Pedaling slowly south along the undeveloped east bank of the river between Red Car Park and the Fletcher Bridge, I saw two amazing things I’d never seen before: 1) a battle brought by a tiny red-winged blackbird to a mighty great blue heron, and 2) a red duck.

Now I’m not sure what angered the miniscule blackbird — maybe the hunting heron was getting too close perhaps to the blackie’s nest in the tall arundo reeds. But that little fella took it to the heron with a full-contact dive-bombing assault.

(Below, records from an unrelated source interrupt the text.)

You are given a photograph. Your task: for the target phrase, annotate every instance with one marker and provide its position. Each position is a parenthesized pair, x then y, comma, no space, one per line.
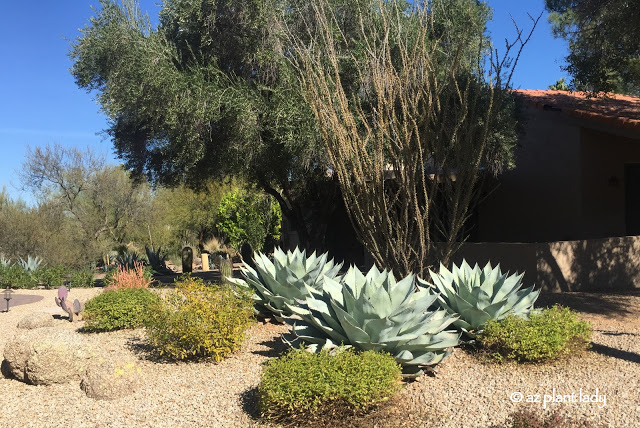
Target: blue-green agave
(479,295)
(375,312)
(285,280)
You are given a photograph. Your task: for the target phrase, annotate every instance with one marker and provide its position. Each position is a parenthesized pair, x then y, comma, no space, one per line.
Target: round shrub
(548,334)
(82,278)
(197,320)
(302,385)
(118,309)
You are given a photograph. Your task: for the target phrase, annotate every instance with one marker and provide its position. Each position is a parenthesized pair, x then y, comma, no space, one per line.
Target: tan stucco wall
(603,159)
(568,184)
(610,264)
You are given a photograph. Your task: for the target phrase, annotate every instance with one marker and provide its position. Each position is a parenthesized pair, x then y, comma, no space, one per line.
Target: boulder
(108,380)
(36,320)
(45,356)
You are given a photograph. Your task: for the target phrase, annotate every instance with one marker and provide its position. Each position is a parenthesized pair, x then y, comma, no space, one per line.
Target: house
(569,213)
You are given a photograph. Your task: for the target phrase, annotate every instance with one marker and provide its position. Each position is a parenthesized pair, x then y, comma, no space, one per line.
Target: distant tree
(183,216)
(426,114)
(560,85)
(208,94)
(604,47)
(101,199)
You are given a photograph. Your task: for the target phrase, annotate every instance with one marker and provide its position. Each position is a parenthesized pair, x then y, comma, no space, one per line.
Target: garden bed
(464,392)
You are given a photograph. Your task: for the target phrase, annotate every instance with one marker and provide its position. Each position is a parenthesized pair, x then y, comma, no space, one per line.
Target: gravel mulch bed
(464,392)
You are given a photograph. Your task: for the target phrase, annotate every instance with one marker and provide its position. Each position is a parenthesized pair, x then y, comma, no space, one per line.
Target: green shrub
(245,216)
(82,278)
(199,321)
(118,309)
(51,276)
(16,277)
(548,334)
(304,385)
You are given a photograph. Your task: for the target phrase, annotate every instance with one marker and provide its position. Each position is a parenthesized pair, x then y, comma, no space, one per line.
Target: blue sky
(40,103)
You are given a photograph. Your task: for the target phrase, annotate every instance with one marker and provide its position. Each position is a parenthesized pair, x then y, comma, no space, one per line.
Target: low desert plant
(118,309)
(302,385)
(51,276)
(16,277)
(548,334)
(213,245)
(82,278)
(197,320)
(123,277)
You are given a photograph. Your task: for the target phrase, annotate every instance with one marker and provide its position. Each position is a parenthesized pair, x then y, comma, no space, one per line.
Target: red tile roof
(615,110)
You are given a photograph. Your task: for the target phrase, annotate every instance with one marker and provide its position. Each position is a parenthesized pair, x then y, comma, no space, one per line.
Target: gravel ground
(464,392)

I’m not talking about just flitting around and zooming in only to pull up and avoid touching at that last moment.  It would barrel headlong into the big bird’s side, sometimes coming in for a landing and pecking the heck out of its back and wings before releasing to zoom noisily around some more.

The heron could barely could be bothered — even when the blackie would grab feetfulls of its feathers and have at it. But it did eventually fly off downstream with the blackbird in close pursuit. After touching down and then flying off to a second landing spot the blackbird finally retreated and the heron immediately went stalking the surrounding waters for prey.

And that’s when I saw the red duck. Seriously, its body and head were rusty red and its wings were dark with centers that were white. I don’t know if my presence made it nervous, but it didn’t wait around before getting airborne and moving a safe distance upstream away from me.

Turns out it was a cinnamon teal.

The things you see when you stop and look.